As I have been a member of this glorious state for all of my 35 years, I think I have the credentials to say this. I was born in a tiny little Ohio burg, lived in the state capitol for more than a decade, and now live in Cleveland (probably the most widely-known, if not widely-respected, city of Ohio).

Here's the thing, I can deal with the fact that Bush took Ohio... I'm not really surprised. I'm glad the margin was as close as it was, that still gives me a little hope. (Oh, and if Kerry really thinks that those provisional ballots are going to change anything, he's seriously deluding himself). No, what pisses me off is that you passed Issue #1 - and by 61% just to show you weren't kidding. FYI, here's the language of the bill:
"Only a union between one man and one woman may be a marriage valid in or recognized by this state and its political subdivisions. This state and its political subdivisions shall not create or recognize a legal status for relationships of unmarried individuals that intends to approximate the design, qualities, significance or effect of marriage."
This steaming turd will now be added to our state's constitution, assuring now and forever, that the sanctity of marriage in Ohio is protected.

The thing is, I fail to see how gay marriage presented any threat to the holy institution of marriage in the first place. However, if the addition of this amendment suddenly sends Ohio divorce rates plummeting, I'll shut up. No, really, I will.

When I was 16, I went with my high school class to Spain. On the way over, I happened to sit next to a pilot from another country, somewhere in the Middle East. He was a very nice man, and tolerated my dumb questions. Funny, how if I were sitting next to a middle-eastern man in uniform today, my attitude would be very different. Anyway, at one point he asked me where I was from, and I told him "Ohio."

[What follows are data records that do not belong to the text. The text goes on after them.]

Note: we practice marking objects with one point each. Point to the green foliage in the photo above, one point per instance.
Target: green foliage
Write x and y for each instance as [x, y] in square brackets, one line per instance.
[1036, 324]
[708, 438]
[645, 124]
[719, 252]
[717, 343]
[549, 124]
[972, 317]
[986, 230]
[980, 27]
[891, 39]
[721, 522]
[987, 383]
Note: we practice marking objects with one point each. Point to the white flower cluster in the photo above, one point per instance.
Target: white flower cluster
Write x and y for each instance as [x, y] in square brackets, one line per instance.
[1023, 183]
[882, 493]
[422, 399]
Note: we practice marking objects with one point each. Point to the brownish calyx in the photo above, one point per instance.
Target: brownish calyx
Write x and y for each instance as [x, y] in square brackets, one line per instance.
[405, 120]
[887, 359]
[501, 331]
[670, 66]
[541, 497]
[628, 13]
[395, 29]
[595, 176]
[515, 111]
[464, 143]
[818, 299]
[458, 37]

"Ohio?" He said, thinking about it for a moment. "A lot of corn," he finally replied. Obviously that's all he knew about my home state. I wanted to rail against him, tell him that there was much more to Ohio than just corn. But, after yesterday's election day, I wonder if he was right. Ohio has a lot of corn; a lot of rednecks; a lot of knee-jerk reactionists that point to their Bible as final proof of the legitimacy of their actions without pausing for even the slightest moment to consider that such a bill might have ramifications beyond the obvious sound-bite.

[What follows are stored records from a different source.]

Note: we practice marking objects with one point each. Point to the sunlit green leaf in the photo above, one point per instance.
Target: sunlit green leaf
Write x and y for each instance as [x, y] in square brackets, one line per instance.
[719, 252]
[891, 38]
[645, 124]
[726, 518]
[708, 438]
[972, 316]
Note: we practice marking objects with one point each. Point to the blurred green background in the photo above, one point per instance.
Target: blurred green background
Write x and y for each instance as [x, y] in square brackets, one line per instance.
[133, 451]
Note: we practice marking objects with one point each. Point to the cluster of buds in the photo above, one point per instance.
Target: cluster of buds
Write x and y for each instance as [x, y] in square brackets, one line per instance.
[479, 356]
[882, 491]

Issue #1 doesn't really affect me in any direct fashion... I'm married in the traditional sense, so no lawmaker is going to come after my health insurance. I'm not a business-owner offering domestic-partner benefits who will suddenly be forced to stop. I'm not even that fanatical about gay rights. But, what does affect me is the look people give me when I tell them I'm from Ohio. Many immediately assume I'm some sort of backwater hick, wearing shoes only because I was forced to for the length of my business trip. And yesterday's results will just reinforce that notion.

So once again: good work, Ohio. You're an asshole.